We are not having anymore children.  So Ela is it in terms of all things baby.  Perhaps I am sad because the end of nursing means the end of that sweet baby phase, which I will never be able to experience again.  It’s overwhelming to think that phase of my life can be over just like that.  No more nursing her to sleep, no more rocking her in my arms in that way, no more playing with her little wisps of hair while I cradle her.   The fleeting nature of those tender baby years…I really feel that right now.

This post is certainly a bit sad.  But I am happy little Ela is thriving and ready for the next phase.  She’s starting to walk, use a cup, eat more varieties of food.  She is a sweet and happy little soul and I have to let her grow up.  I realized this a few weeks ago when I gave her some water in a cup.  She was thrilled! Her face said it all: “Mommy, you wench, you’ve been holding out on me! This cup contraption is great and it takes HALF the time to suck down liquids. Cool beans.”

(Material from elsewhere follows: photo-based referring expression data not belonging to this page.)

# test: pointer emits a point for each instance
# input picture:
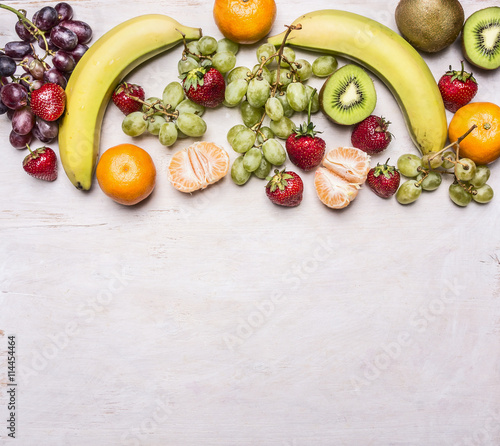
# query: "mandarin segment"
(348, 162)
(197, 166)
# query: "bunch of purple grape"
(59, 40)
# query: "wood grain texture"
(219, 319)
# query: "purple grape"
(23, 121)
(64, 10)
(17, 49)
(81, 29)
(7, 66)
(63, 38)
(54, 76)
(43, 45)
(46, 18)
(3, 108)
(23, 32)
(63, 61)
(20, 141)
(26, 80)
(36, 68)
(79, 51)
(45, 131)
(14, 95)
(36, 84)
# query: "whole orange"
(482, 145)
(244, 21)
(126, 173)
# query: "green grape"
(191, 124)
(238, 172)
(134, 124)
(285, 77)
(265, 73)
(483, 194)
(227, 45)
(153, 124)
(431, 161)
(459, 195)
(409, 165)
(265, 51)
(264, 169)
(465, 169)
(305, 70)
(315, 100)
(274, 152)
(149, 104)
(289, 54)
(235, 92)
(207, 45)
(274, 109)
(252, 159)
(287, 110)
(323, 66)
(448, 160)
(241, 138)
(188, 106)
(250, 115)
(430, 182)
(224, 61)
(194, 50)
(183, 66)
(481, 176)
(282, 128)
(264, 134)
(173, 95)
(168, 134)
(257, 92)
(238, 73)
(408, 192)
(296, 96)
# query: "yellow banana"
(94, 79)
(389, 57)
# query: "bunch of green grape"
(274, 89)
(174, 116)
(426, 173)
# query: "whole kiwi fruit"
(430, 25)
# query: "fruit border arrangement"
(46, 96)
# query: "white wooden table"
(221, 319)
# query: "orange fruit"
(126, 173)
(344, 171)
(244, 21)
(334, 191)
(482, 145)
(197, 166)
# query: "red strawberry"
(305, 149)
(205, 86)
(48, 102)
(371, 135)
(457, 88)
(127, 97)
(285, 188)
(383, 180)
(41, 164)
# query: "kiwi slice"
(348, 96)
(481, 38)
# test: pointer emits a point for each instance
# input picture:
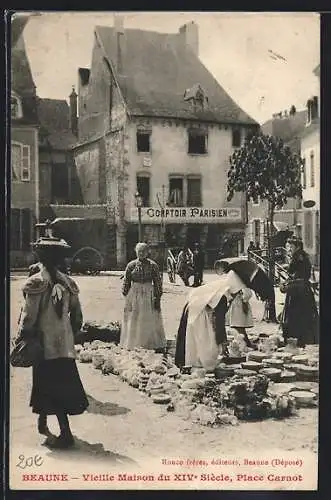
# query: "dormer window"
(15, 106)
(196, 95)
(20, 162)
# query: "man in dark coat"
(198, 264)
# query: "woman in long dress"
(300, 316)
(142, 288)
(201, 334)
(52, 311)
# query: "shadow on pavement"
(91, 452)
(107, 409)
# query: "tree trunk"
(270, 306)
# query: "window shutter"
(194, 192)
(25, 172)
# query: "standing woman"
(300, 315)
(142, 287)
(52, 311)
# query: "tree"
(265, 168)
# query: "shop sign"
(155, 215)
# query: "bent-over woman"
(52, 311)
(142, 287)
(201, 333)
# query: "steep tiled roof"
(157, 69)
(53, 117)
(286, 128)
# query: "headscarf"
(210, 294)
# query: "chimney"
(120, 40)
(190, 34)
(73, 112)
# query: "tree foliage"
(264, 167)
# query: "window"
(197, 142)
(312, 109)
(20, 230)
(143, 141)
(194, 192)
(312, 169)
(236, 138)
(308, 232)
(20, 162)
(256, 203)
(304, 174)
(15, 106)
(143, 189)
(176, 193)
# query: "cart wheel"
(171, 271)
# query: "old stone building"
(152, 119)
(24, 149)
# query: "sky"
(265, 61)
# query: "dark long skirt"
(300, 315)
(57, 388)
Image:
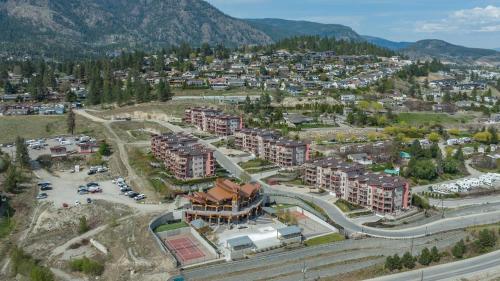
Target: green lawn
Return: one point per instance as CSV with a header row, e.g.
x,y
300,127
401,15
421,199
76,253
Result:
x,y
132,131
38,126
360,214
210,92
325,239
255,163
171,226
345,206
31,127
413,118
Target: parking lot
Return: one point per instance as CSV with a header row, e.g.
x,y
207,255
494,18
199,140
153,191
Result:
x,y
486,181
65,191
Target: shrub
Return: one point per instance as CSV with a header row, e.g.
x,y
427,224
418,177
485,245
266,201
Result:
x,y
425,257
408,261
83,225
87,266
459,249
487,239
435,256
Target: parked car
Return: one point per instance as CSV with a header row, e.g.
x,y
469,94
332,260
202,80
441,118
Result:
x,y
131,194
95,189
139,197
45,187
42,196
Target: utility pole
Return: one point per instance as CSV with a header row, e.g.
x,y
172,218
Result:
x,y
411,248
442,207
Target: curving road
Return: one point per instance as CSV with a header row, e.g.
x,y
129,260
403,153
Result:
x,y
338,216
485,264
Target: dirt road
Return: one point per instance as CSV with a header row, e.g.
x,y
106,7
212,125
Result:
x,y
122,153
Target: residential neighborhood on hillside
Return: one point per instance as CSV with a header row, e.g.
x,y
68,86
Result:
x,y
243,140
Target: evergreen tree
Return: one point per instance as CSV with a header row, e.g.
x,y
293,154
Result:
x,y
494,135
22,154
12,179
459,155
248,107
163,91
71,122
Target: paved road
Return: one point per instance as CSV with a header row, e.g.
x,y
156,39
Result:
x,y
132,176
450,271
434,273
456,203
339,217
320,260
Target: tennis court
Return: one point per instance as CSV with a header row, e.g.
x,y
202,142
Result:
x,y
187,249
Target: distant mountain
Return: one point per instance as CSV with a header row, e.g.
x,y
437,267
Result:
x,y
78,25
279,29
384,43
445,51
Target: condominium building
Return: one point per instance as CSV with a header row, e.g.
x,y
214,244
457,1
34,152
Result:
x,y
225,202
331,173
268,145
213,121
379,192
183,156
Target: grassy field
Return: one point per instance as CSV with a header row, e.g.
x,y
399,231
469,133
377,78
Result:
x,y
36,126
171,108
209,92
325,239
346,206
416,119
171,226
255,163
132,131
31,127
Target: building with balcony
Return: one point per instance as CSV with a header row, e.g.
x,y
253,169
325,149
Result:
x,y
213,121
349,181
269,145
183,156
226,202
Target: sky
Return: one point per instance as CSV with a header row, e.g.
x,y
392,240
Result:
x,y
472,23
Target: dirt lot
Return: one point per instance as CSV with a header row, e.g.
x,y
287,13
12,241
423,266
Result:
x,y
170,109
65,186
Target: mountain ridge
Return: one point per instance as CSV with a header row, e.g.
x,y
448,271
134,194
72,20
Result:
x,y
436,48
279,29
121,23
87,27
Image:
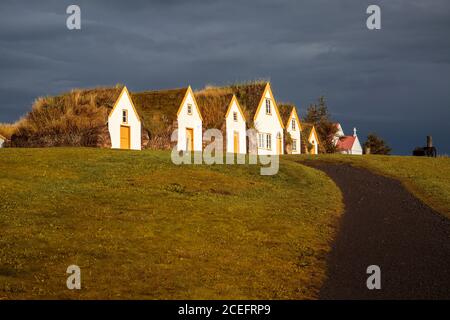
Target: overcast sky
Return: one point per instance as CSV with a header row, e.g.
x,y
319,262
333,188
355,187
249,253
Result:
x,y
394,81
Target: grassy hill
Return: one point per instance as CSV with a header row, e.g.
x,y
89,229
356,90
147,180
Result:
x,y
140,227
427,178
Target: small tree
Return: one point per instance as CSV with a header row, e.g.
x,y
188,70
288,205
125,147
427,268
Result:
x,y
376,144
318,115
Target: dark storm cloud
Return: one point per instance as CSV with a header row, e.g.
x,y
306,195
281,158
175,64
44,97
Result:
x,y
394,81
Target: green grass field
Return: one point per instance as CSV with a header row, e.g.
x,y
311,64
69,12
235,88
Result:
x,y
427,178
140,227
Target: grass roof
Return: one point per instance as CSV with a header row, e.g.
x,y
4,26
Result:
x,y
213,106
285,110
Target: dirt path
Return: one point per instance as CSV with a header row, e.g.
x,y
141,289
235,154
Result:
x,y
385,225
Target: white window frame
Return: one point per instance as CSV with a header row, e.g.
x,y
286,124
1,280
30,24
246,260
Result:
x,y
124,116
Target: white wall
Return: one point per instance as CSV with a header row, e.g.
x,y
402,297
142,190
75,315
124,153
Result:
x,y
265,123
192,121
295,134
115,121
235,126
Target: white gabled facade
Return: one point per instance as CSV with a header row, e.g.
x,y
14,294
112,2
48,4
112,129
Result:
x,y
268,124
235,128
293,127
124,124
189,124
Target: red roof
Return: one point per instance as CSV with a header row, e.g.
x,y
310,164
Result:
x,y
345,142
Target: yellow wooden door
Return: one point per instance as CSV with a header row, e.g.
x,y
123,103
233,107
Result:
x,y
236,142
278,145
124,137
189,139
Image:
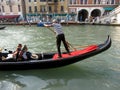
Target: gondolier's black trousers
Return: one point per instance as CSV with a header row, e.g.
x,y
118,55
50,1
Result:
x,y
61,38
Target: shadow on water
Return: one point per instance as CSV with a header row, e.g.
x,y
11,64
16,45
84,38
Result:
x,y
50,77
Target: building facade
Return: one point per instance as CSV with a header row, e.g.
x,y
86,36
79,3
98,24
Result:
x,y
45,10
10,9
89,9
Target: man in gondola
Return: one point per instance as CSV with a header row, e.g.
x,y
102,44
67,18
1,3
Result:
x,y
60,37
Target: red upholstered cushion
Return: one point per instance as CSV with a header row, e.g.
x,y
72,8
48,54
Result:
x,y
77,52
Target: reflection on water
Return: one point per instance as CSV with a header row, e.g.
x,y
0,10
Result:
x,y
101,72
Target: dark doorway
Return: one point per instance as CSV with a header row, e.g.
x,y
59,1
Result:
x,y
82,15
96,13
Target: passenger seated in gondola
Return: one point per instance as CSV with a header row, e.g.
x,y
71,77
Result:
x,y
24,54
17,51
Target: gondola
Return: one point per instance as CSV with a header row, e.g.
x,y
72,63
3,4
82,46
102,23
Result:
x,y
51,60
2,27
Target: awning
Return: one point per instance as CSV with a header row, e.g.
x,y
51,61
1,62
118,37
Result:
x,y
9,16
108,8
52,14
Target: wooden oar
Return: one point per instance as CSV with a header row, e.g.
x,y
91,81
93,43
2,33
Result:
x,y
69,45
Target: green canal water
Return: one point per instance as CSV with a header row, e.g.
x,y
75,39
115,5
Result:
x,y
101,72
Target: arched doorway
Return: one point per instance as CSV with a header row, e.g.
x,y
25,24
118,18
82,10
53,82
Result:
x,y
82,15
95,13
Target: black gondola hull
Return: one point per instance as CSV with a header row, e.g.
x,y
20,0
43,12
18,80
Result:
x,y
49,62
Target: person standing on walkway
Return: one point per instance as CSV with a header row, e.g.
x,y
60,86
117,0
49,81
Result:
x,y
60,37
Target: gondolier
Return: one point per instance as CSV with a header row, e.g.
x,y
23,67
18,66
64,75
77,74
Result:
x,y
60,37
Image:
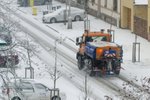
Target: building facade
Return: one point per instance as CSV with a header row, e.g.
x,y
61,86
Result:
x,y
136,17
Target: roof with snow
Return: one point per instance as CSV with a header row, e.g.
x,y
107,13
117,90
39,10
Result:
x,y
141,2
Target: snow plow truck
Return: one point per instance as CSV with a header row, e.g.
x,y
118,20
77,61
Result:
x,y
98,53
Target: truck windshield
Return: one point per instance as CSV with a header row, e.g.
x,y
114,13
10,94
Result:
x,y
99,38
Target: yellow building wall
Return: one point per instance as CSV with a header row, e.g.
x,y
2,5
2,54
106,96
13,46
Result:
x,y
141,11
126,8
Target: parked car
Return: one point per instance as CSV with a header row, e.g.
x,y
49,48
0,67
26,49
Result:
x,y
7,92
8,59
59,15
32,90
36,2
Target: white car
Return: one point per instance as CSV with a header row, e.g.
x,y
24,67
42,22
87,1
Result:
x,y
32,90
7,92
59,15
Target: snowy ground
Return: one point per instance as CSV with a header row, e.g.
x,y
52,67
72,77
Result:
x,y
123,37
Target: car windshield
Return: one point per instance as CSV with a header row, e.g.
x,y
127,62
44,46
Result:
x,y
96,38
99,38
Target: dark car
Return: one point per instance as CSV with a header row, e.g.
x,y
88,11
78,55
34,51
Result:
x,y
36,2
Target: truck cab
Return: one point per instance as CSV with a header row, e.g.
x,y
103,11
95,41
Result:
x,y
98,52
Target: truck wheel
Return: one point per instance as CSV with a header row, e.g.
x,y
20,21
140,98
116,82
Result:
x,y
53,20
15,98
77,18
55,98
90,64
117,72
80,63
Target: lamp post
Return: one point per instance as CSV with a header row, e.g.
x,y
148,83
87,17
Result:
x,y
69,16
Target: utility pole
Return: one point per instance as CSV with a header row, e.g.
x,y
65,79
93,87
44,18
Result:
x,y
55,69
86,90
69,16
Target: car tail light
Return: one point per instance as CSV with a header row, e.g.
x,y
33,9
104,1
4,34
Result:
x,y
6,91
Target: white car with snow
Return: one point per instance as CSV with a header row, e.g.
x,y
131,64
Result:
x,y
59,15
32,90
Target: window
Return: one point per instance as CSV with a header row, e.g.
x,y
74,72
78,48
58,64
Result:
x,y
79,1
105,3
93,2
115,5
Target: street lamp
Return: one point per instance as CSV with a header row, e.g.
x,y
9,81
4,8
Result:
x,y
69,16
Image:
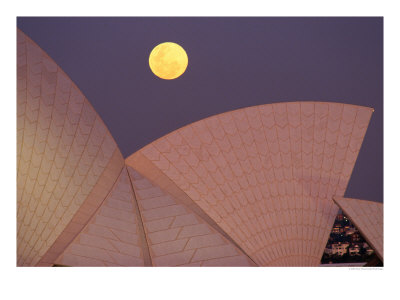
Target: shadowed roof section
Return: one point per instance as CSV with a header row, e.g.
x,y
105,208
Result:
x,y
368,218
178,234
67,161
113,236
265,174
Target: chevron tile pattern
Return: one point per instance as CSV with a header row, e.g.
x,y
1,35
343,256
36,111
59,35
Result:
x,y
112,237
368,218
244,188
63,149
266,174
176,235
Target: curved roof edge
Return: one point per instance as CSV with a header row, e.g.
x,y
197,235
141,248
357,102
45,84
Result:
x,y
67,157
248,107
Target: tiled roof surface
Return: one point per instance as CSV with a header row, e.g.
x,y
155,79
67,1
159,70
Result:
x,y
112,237
66,155
248,187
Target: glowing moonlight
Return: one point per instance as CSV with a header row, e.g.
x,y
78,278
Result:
x,y
168,60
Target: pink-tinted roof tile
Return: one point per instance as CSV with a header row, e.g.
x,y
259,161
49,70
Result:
x,y
286,149
176,230
63,148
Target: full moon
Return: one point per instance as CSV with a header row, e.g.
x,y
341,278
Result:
x,y
168,60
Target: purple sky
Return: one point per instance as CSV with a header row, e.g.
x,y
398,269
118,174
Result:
x,y
233,63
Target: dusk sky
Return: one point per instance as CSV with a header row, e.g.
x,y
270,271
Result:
x,y
233,63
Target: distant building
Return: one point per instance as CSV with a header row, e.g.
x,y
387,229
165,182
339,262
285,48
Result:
x,y
339,248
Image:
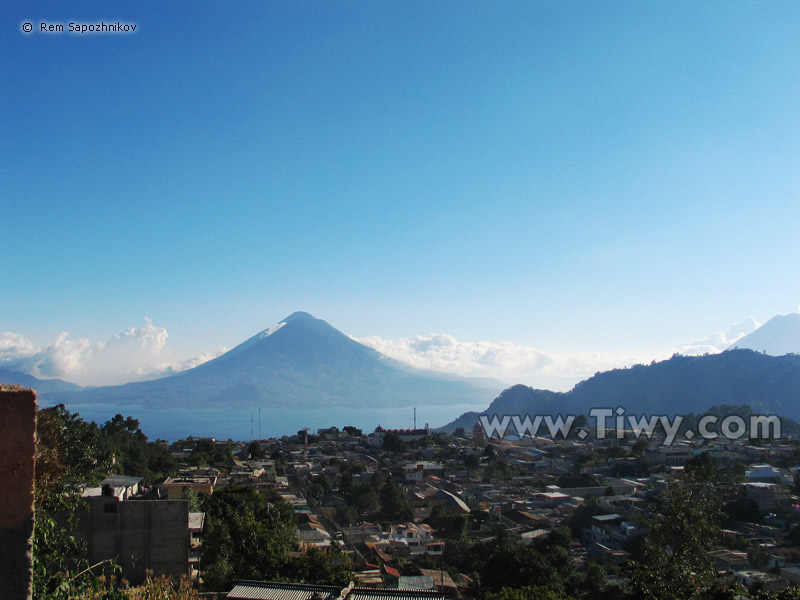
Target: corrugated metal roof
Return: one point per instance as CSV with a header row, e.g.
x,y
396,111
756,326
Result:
x,y
120,481
267,590
370,594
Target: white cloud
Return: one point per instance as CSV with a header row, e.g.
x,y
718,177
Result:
x,y
135,354
506,361
719,341
516,363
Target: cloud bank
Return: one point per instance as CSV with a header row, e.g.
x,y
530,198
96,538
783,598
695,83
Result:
x,y
139,353
135,354
516,363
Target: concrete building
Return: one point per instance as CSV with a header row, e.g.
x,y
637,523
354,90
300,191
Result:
x,y
141,535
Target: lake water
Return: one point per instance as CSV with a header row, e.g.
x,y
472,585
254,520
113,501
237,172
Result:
x,y
178,423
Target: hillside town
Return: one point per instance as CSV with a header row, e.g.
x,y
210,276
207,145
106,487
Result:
x,y
403,511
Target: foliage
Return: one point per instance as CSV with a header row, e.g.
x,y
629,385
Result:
x,y
525,593
247,537
133,454
69,453
676,561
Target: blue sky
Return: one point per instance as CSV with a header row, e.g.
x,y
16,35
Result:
x,y
615,177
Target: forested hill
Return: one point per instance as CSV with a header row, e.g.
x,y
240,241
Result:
x,y
680,385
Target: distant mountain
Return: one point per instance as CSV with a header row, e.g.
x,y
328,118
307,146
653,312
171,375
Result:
x,y
302,362
680,385
778,336
42,386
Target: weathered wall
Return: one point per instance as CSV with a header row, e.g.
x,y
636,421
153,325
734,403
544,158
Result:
x,y
141,534
17,451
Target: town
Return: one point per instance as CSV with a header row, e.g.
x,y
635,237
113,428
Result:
x,y
420,513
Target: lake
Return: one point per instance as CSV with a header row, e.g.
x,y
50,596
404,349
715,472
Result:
x,y
243,424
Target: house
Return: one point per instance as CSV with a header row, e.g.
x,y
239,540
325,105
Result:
x,y
157,535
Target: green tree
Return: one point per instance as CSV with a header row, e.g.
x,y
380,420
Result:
x,y
248,536
70,453
676,561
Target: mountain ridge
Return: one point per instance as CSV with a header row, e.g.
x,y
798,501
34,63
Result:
x,y
679,385
302,362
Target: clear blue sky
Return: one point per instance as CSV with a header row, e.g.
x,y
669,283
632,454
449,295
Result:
x,y
571,175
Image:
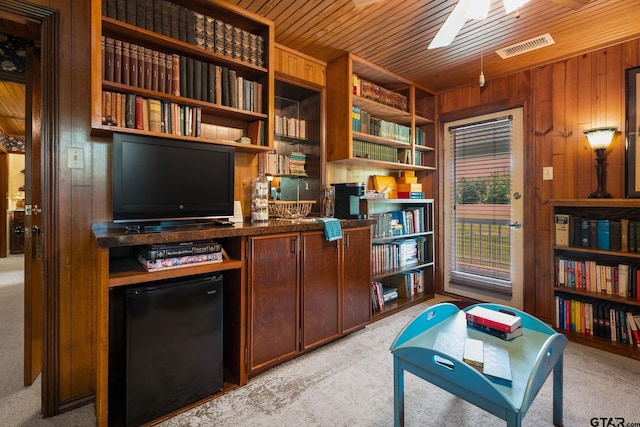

Ok. She doesn’t talk. And she didn’t say “cool beans.”  But she will one day.

At any rate, I am thankful to have had this experience with Ela.  Anytime you feed your baby it is an amazing thing.  You, and only you, whether through breast, bottle or spoon, are nourishing your baby and helping them grow.  It’s the most important work you will ever do.

From Ela’s highchair to your little one’s bon appetite!